Switch rolled her eyes in Apoc's direction in mock defiance and turned back to her original position, ever watching the desolate street from her spot in the door frame. Dust, broken things. Behind her, she caught once again the sound of something thin and crinkly being manipulated. Paper? The sound was crisp, like cool spring the week after the last snow, and it made the ghosts of little sparks dance on her tongue.
"Finished. Eyes ahead, but give me your hand."
Carefully, she transferred the gun to her left hand – the perks of being trained to almost full ambidexterity – and stretched her right hand out in the general direction of her companion.
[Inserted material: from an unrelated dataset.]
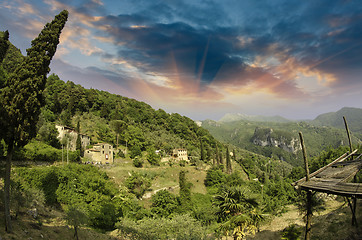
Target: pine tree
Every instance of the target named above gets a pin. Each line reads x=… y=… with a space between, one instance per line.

Something light and slightly edged was placed into her palm. Gingerly, she closed her fingers around it and brought it into her field of vision, an exercise in complete trust clashing loudly with the rest of their situation and surroundings, blending weirdly into her alertness. Interesting. File that thought for later.
It was a paper crane, not perfect but sharp in its white creases, a tiny cloud made of edges and wings as she held it against the blue sky. She chuckled with glee. "Lovely. Thanks, I guess?"
She wanted to keep touching the edges, enjoy the corners against the first joints of her fingers, but tucked it away under her holster, then passed back the weapon into its usual hand almost as an afterthought. Still on the job, she told herself. "Too bad it'll disappear when we get out."
A smug voice in the back of her mind suggested hiding the crane in their spot, leaving behind a secret message of their time here, an artifact of their odd human habits; but she knew she had to resist. She would have to ask Trinity about the exact mechanics of what did and did not dissolve automatically when brought in from the loading program and then left behind in the Matrix, not touching any of their bodies or technical equipment.
"I'll just make more."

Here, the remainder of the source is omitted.